With the assay breakthrough, Folkers and his Merck team isolated crystals of the active ingredient – Vitamin B12 – from multiple sources within about three months. With the discovery and isolation of vitamin B12, pernicious anemia ceased to be the scourge that had persisted for centuries.

In 1949, the University of Maryland made Shorb a full research professor. Standing less than five feet tall, Shorb did not like to lecture, although she apparently possessed considerable charisma on a person-to-person level. She chose to work on problems that required a multidisciplinary approach long before that was "fashionable" or common. Thus, she drew graduate students to work in her lab from a number of departments at the university.

Before her retirement in 1972, Shorb and various co-authors published 58 papers in refereed journals as well as "numerous" popular articles. She and her students also presented papers at many, many professional society meetings and symposia.

==Later life==
Shorb and her husband loved to travel. During her tenure, she requested, and received, a ten-month contract so they could spend the summer traveling. (The fact that the University of Maryland acceded to her desire was just one other sign of the high value they attached to her presence on the faculty.) During their years of traveling, the Shorbs visited 94 countries, every U. S. state, and every Canadian province and territory.

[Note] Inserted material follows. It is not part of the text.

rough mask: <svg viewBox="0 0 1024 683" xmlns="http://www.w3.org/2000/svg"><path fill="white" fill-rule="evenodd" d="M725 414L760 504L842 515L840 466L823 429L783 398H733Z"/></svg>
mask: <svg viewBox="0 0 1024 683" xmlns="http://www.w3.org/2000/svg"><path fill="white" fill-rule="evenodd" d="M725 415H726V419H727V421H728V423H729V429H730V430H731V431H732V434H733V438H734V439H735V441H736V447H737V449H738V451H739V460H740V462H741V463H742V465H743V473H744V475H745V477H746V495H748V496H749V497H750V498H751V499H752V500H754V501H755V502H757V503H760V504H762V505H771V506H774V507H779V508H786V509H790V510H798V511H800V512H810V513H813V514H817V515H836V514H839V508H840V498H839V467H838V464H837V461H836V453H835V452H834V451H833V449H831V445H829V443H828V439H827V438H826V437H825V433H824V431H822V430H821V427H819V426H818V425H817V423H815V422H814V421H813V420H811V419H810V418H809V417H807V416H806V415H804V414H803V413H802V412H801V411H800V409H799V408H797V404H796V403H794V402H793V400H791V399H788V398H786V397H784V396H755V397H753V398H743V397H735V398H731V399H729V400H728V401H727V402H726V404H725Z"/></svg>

They celebrated her retirement by taking over a year to travel, making stops all the way around the world.

She died in August 1990 from complications of pneumonia.

==Honors and awards==
Shorb received many awards and honors during career as well as afterwards.

In 1949, Shorb and Karl Folkers shared the Mead Johnson Research Award for their work on vitamin B12. That year, Shorb also received the Hematology Research Foundation Award and was recognized as a Distinguished Alumna by the College of Idaho. The college later recognized her as an Outstanding Graduate (1966) and with an honorary Doctor of Science award in 1983.

In 1951, Hood Colleges designated her as an Outstanding Woman of Maryland. In 1957, Shorb received the Sigma Xi Research Award. Thirty years later she was inducted into the Maryland Women's Hall of Fame. She also became a Fellow of the New York Academy of Science and was honored by the American Association of University Women.

Upon her retirement, Merck and associated labs endowed the Shorb Lectureship at the University of Maryland.